# US election speech dataset
This is a dataset from Kaggle. You can see the detail of this dataset from [Kaggle: US Election 2020 - Presidential Debates](https://www.kaggle.com/headsortails/us-election-2020-presidential-debates)

I will try to do the following tasks:
   - [x] find the speed of speech
   - [ ] find the most frequent word
   - [ ] find the attitude toward the debating topic
   - [ ] train a RNN to translate the debate to other language

In [1]:
from IPython.core.interactiveshell import InteractiveShell
InteractiveShell.ast_node_interactivity='all'

In [2]:
# import related packages 
import pandas as pd
import numpy as np

In [3]:
# import the data
df = pd.read_csv('../Data/US election speech/us_election_2020_1st_presidential_debate.csv')

In [4]:
# perform a check on data shape and quality
df.info()
df.shape
df.head(10)
df.tail(10)

<class 'pandas.core.frame.DataFrame'>
RangeIndex: 789 entries, 0 to 788
Data columns (total 3 columns):
speaker    789 non-null object
minute     788 non-null object
text       789 non-null object
dtypes: object(3)
memory usage: 18.6+ KB


(789, 3)

Unnamed: 0,speaker,minute,text
0,Chris Wallace,01:20,Good evening from the Health Education Campus ...
1,Chris Wallace,02:10,This debate is being conducted under health an...
2,Vice President Joe Biden,02:49,"How you doing, man?"
3,President Donald J. Trump,02:51,How are you doing?
4,Vice President Joe Biden,02:51,I’m well.
5,Chris Wallace,03:11,"Gentlemen, a lot of people been waiting for th..."
6,President Donald J. Trump,04:01,"Thank you very much, Chris. I will tell you ve..."
7,President Donald J. Trump,04:53,And we won the election and therefore we have ...
8,Chris Wallace,05:22,"President Trump, thank you. Same question to y..."
9,Vice President Joe Biden,05:29,"Well, first of all, thank you for doing this a..."

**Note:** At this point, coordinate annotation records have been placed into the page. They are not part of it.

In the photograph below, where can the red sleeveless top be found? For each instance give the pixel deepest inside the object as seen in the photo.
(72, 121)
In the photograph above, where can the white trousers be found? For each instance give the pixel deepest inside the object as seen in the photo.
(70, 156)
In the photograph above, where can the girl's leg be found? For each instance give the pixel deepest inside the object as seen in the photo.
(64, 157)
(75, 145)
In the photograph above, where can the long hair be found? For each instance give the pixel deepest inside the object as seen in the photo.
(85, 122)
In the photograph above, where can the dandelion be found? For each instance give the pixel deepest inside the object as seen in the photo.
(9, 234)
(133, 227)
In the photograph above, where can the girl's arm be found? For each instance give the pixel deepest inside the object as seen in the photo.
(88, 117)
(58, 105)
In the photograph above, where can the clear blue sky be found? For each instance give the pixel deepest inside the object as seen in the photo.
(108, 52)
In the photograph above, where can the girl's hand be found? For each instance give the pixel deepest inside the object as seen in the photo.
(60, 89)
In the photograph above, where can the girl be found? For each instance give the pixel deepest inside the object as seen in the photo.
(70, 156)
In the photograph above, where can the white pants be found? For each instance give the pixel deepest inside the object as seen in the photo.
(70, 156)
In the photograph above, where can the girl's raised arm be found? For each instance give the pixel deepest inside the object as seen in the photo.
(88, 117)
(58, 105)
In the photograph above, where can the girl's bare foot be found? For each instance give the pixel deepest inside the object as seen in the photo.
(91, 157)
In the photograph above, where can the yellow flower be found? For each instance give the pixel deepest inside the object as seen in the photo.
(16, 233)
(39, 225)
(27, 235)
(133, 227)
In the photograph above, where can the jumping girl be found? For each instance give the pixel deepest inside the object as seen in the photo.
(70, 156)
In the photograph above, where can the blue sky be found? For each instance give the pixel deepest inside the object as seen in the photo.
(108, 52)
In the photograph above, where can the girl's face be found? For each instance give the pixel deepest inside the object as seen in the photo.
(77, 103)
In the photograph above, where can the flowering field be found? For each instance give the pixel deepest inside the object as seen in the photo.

Unnamed: 0,speaker,minute,text
779,Vice President Joe Biden,01:09:30,Yes. And here’s the deal. We count the ballots...
780,President Donald J. Trump,01:10:07,It’s already been established. Take a look at ...
781,Chris Wallace,01:10:10,I asked you. You had an opportunity to respond...
782,Vice President Joe Biden,01:10:15,He has no idea what he’s talking about. Here’s...
783,President Donald J. Trump,01:10:41,I want to see an honest ballot cut-
784,Chris Wallace,01:10:43,"Gentlemen, just say that’s the end of it [cros..."
785,President Donald J. Trump,01:10:47,I want to see an honest ballot count.
786,Chris Wallace,01:10:48,We’re going to leave it there-
787,President Donald J. Trump,01:10:49,And I think he does too-
788,Chris Wallace,01:10:50,… to be continued in more debates as we go on....


In [5]:
# check for missing values
df.isnull().sum()

df['minute'][df['minute'].isnull()]

df.iloc[177:182,:]

df.iloc[179,2]

speaker    0
minute     1
text       0
dtype: int64

179    NaN
Name: minute, dtype: object

Unnamed: 0,speaker,minute,text
177,Vice President Joe Biden,24:03,His own CDC Director says we could lose as man...
178,President Donald J. Trump,24:25,"You don’t trust Johnson & Johnson, Pfizer?"
179,Chris Wallace:,,"Okay, gentlemen, gentlemen. Let me move on to ..."
180,President Donald J. Trump,00:15,"Well, I’ve spoken to the companies and we can ..."
181,Vice President Joe Biden,00:22,God.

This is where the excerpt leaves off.